Renewable energy sources are wind farms, solar energy farms, geothermal, biomass energy, and water energy.
Solar energy projects typically cost $3,000,000 to $5,000,000 per megawatt of installed power, while wind turbine manufacturers indicate an installed cost of $1,000,000 to $2,000,000 per megawatt. In order to meet the United States goal of 20% wind power by 2030, it will be necessary to install up to 7,000 wind turbines per year, which is a very aggressive goal.
The three most important geographic characteristics that dictate placement of any likely renewable energy project include (1) availability of resources, (2) availability of land, and (3) proximity to a power grid. One of the most important characteristics of a utility scaled wind farm is a power purchase agreement. This is where a utility has committed to buy power that the wind farm may generate. Historically, energy land sales in Southern California show a significant trend in that premiums for entitled tracts earmarked for solar or wind farms, or other renewable energy, and in close proximity to transmission capacity bring premiums to land values. It may be pointed out that the premium should not be attributed to the land, but should be attributed to the entitlements for a wind farm or other renewable energy.

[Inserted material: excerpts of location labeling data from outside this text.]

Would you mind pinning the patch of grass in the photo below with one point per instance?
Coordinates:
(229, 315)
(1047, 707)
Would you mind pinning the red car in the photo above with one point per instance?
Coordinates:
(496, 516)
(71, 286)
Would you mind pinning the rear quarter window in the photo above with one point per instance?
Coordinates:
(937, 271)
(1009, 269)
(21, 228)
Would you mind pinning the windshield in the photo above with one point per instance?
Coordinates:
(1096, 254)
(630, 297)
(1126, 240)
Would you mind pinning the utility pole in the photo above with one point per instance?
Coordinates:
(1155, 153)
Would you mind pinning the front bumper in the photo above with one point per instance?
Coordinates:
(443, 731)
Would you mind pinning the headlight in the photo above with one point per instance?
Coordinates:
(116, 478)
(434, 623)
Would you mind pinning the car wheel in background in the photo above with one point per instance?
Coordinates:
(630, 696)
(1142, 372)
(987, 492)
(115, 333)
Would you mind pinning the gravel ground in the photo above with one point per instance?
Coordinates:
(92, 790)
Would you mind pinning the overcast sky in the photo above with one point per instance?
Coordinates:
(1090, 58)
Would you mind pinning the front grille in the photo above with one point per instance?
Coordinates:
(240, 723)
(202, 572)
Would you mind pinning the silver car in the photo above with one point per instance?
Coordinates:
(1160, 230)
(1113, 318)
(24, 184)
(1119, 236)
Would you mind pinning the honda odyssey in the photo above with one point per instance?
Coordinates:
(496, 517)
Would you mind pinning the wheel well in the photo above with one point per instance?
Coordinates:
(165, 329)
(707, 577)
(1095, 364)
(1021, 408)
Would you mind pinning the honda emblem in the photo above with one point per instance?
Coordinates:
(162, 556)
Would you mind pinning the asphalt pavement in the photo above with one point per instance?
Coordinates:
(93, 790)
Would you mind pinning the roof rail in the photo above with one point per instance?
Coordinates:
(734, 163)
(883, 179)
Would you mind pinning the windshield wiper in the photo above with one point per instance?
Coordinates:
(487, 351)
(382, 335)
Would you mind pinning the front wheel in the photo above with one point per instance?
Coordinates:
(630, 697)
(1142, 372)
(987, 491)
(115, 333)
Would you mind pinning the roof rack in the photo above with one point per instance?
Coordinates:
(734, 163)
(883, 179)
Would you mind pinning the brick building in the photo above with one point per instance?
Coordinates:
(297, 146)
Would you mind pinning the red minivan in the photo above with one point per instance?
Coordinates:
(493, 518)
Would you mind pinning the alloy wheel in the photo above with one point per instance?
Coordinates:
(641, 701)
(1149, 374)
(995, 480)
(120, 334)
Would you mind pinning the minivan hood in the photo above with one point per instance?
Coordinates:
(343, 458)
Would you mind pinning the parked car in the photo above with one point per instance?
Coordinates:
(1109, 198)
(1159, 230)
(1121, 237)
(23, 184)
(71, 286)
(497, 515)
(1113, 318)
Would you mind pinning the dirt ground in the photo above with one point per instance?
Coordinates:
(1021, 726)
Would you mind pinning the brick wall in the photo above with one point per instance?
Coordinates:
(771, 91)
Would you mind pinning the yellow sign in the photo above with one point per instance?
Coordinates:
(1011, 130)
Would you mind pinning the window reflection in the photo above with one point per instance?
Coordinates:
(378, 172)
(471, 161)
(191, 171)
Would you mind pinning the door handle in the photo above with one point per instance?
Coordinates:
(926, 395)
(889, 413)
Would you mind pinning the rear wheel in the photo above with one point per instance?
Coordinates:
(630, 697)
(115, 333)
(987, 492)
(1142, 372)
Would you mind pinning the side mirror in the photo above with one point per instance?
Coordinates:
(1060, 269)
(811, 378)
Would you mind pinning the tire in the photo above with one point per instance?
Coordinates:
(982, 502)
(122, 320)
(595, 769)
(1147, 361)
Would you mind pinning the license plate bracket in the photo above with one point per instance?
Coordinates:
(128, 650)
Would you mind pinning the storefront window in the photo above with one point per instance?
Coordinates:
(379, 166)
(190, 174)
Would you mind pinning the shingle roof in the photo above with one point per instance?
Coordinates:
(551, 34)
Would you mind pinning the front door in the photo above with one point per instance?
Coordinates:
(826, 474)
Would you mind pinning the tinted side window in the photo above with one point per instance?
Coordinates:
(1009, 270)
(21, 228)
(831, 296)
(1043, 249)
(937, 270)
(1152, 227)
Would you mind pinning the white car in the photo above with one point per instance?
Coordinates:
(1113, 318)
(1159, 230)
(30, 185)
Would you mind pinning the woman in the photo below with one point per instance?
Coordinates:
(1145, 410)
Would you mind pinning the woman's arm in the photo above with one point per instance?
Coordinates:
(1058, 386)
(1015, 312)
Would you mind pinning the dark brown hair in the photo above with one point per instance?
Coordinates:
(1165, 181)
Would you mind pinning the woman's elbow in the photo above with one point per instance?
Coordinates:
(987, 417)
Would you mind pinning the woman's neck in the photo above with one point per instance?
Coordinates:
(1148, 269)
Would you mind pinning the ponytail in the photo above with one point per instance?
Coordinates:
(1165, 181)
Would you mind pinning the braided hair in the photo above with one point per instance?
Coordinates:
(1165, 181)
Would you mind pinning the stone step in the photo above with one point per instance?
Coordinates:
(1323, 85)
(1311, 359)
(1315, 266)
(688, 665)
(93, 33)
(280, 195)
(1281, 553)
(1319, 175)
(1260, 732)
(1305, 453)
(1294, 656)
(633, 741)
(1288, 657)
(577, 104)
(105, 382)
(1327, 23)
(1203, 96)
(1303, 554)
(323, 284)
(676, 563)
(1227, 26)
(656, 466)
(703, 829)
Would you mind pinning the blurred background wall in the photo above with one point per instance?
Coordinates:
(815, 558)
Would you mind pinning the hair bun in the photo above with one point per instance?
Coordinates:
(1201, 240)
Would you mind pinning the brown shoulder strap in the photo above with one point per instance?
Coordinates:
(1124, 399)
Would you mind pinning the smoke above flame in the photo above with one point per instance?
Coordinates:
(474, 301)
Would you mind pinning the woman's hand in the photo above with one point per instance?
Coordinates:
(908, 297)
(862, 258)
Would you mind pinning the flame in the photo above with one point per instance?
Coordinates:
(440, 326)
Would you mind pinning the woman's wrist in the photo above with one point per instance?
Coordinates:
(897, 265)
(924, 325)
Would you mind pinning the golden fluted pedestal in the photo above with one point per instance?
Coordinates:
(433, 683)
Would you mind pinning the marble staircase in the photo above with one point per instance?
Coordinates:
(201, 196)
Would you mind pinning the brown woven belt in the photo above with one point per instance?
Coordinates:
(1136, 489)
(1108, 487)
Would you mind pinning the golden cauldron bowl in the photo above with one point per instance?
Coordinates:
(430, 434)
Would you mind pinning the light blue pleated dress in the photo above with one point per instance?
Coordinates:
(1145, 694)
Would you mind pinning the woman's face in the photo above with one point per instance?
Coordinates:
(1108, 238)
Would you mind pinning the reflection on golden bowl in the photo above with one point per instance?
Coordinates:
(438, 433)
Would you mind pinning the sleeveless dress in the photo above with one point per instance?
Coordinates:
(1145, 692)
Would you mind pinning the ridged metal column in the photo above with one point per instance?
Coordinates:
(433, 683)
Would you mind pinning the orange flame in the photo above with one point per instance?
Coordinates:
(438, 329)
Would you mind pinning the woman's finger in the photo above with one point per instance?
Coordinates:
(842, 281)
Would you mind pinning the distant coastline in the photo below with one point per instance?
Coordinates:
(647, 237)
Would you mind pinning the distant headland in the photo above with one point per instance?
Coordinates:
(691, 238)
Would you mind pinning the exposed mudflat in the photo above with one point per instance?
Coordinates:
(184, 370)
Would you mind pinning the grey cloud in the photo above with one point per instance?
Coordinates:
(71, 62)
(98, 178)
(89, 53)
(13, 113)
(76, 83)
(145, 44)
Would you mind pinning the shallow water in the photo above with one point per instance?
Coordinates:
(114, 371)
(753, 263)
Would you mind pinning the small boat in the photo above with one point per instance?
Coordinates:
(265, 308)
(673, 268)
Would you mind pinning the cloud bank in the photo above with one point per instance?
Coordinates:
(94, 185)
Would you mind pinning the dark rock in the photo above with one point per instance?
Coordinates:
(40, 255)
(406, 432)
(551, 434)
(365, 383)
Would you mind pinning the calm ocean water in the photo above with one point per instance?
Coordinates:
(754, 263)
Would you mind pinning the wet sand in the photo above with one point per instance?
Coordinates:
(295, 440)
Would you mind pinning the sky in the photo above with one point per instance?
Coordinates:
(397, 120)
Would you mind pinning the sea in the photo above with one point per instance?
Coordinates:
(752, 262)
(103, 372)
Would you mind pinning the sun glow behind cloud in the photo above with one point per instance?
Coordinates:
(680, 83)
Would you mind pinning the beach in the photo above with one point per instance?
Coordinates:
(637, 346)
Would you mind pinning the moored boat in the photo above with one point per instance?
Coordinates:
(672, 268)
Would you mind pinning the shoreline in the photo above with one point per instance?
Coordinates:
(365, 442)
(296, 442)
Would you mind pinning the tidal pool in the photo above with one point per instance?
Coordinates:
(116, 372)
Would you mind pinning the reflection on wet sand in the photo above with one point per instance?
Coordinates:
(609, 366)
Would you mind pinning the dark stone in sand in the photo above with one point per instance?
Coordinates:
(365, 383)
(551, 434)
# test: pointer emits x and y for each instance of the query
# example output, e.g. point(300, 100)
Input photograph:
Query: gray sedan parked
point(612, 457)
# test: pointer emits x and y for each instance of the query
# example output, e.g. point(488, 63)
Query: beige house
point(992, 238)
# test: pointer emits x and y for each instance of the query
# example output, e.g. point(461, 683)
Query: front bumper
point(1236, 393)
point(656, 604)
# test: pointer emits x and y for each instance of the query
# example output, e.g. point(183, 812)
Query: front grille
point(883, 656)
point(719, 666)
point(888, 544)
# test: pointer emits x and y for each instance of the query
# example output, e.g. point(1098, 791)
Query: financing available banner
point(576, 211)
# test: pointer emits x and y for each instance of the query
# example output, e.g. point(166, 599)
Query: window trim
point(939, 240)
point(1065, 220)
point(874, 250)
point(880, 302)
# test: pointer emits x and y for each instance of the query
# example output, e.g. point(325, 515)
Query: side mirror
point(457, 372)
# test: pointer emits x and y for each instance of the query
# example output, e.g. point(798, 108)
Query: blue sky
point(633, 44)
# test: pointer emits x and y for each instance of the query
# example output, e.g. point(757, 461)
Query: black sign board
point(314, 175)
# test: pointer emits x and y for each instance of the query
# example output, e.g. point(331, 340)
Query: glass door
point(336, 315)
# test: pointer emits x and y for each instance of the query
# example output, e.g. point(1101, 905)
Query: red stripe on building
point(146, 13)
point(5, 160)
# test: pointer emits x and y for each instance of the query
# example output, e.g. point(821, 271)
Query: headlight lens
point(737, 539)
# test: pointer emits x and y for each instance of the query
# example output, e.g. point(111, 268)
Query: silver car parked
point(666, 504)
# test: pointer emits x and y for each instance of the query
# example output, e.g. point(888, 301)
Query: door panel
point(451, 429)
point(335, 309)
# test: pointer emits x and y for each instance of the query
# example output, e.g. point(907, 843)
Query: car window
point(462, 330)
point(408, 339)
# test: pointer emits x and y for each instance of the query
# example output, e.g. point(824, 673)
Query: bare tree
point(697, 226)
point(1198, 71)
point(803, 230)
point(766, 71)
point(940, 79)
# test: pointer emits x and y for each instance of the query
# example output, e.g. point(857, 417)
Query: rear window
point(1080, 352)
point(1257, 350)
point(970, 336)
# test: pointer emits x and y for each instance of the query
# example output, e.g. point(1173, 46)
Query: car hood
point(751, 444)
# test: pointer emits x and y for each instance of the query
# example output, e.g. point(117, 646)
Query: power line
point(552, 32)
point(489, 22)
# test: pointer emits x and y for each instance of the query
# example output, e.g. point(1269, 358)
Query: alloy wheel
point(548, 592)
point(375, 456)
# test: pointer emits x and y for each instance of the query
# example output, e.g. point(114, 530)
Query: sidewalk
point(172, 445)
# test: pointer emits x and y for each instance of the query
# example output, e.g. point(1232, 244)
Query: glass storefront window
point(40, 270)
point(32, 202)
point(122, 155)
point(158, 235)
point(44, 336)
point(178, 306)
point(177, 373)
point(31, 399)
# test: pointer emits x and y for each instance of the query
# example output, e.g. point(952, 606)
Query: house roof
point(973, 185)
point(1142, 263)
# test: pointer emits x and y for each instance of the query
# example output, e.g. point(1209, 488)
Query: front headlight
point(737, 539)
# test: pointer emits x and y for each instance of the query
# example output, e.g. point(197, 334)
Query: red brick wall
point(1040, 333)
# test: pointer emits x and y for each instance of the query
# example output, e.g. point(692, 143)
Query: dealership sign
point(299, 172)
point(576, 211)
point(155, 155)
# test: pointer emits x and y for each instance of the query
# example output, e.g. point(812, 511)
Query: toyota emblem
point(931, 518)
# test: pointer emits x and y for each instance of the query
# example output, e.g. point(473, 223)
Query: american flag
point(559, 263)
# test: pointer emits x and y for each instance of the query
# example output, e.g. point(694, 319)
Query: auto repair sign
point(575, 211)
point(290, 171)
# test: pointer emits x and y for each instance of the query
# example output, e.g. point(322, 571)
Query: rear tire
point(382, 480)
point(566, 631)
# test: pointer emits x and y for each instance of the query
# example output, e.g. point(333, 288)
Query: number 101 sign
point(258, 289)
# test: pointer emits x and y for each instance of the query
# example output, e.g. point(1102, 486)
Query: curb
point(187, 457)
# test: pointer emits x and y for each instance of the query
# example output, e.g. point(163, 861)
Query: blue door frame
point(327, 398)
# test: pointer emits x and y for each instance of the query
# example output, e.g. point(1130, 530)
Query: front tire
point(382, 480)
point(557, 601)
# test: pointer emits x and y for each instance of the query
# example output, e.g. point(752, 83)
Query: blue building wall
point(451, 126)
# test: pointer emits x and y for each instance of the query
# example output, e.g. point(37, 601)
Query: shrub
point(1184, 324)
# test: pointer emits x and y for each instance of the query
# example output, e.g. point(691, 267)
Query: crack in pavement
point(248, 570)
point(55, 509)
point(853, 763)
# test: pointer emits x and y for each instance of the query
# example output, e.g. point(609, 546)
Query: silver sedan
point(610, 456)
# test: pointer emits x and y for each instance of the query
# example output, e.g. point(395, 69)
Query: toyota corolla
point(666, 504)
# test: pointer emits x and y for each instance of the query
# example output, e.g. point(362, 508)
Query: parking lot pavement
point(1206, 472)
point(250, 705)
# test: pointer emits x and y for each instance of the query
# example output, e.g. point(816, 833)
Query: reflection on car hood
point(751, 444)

In order to appraise a wind farm, a site area must be determined, entitlements for a wind farm must be secured, and turbine sizes must be accounted for. Each turbine has a capacity of 1.5 to 3.0 megawatts, and their heights are 280 to 300 feet. A discounted cash flow model must include land costs, construction costs (site entitlements, off-site costs, installed costs of wind turbines), and any ITC or PTC offsets. Permitting and construction schedule must be considered, and projected installed power output and projected PPA rate and reversion considered as well. Subsequent to this, the appraiser then calculates net present value using a discounted cash flow model per yield capitalization approach.
Remember, what is important in the valuation of a wind farm is (1) the presence of a power purchase agreement, and (2) the eligibility of a developer for production tax credits or other subsidies to offset construction costs.